Abstract :
ABSTRAK
Nabilaturrahmah., 2018. Pengaruh Yoga Terhadap Siklus Menstruasi dan
Kadar Hemoglobin Pada Wanita di Sanggar Primalaras Surabaya Tahun
2018. Skripsi, Program Studi Pendidikan Dokter, Fakultas Kedokteran,
Universitas Wijaya Kusuma Surabaya.
Pembimbing: dr. Heru Setiawan, M.Imun. Penguji: Putu OkyAritania,
S.Si.,M.Si.
Penelitian ini bertujuan untuk membuktikan pengaruh yoga terhadap siklus
menstruasi dan kadar hemoglobin dalam darah pada 40 sampel wanita di Sanggar
Primalaras Surabaya. Data awal menunjukkan 62,5% sampel dengan siklus
mentruasi nomal dan 37,5% sampel mengalami gangguan siklus menstruasi.

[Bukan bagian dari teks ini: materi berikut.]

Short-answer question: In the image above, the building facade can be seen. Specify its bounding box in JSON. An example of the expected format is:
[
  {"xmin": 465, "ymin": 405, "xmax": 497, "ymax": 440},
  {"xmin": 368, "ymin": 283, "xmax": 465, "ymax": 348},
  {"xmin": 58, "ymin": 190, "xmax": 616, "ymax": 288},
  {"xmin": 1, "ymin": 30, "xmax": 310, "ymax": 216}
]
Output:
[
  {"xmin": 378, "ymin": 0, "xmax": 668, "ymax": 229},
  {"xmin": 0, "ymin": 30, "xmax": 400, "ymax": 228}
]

Untuk memperbaiki kondisi dilakukan program latihan yoga secara rutin yang
dikelompokkan dengan latihan kurang 2 kali per minggu yang diikuti oleh 15
sampel dengan 30% sampel siklus dengan menstruasi normal dan 7,5%
mengalami gangguan siklus menstruasi, sedangkan 25% sampel dengan
hemoglobin normal dan 12,5% sampel dengan hemoglobin tidak normal. Pada
kelompok latihan lebih dari 2 kali per minggu diikuti oleh 25 sampel dengan 35%
memiliki siklus menstruasi normal dan 12,5% sampel dengan gangguan siklus
menstruasi, sedangkan 45% sampel dengan hemoglobin normal dan 17,5%
dengan hemoglobin tidak normal. Melalui metode penelitian deskriptif analitik
dengan pendekatan kuantitatif observasional yang menggunakan uji statistik
crosstab analysis dan Wilcoxon Test dengan membandingkan siklus menstruasi
dan kadar hemoglobin awal responden sebelum dan sesudah latihan yoga secara
rutin. Hasil penelitian setelah latihan rutin kurang dari 2 kali per minggu siklus
menstruasi dan kadar hemoglobin semua sampel menjadi normal. Kelompok
latihan rutin lebih dari 2 kali per minggu sampel yang mengalami gangguan siklus
menstruasi turun menjadi 5% dan semua kadar hemoglobin menjadi normal. Nilai
analisis statistik menunjukkan signifikasnsi 0.001<0.05 sehingga disimpulkan ada
hubungan yang signifikan antara yoga terhadap siklus menstruasi dan kadar
hemoglobin dalam darah pada wanita di Sanggar Primalaras Surabaya Tahun
2018. Hasil merekomendasikan latihan yoga secara rutin sebagai terapi alternatif
memperbaiki status siklus menstruasi dan kadar hemoglobin dalam darah.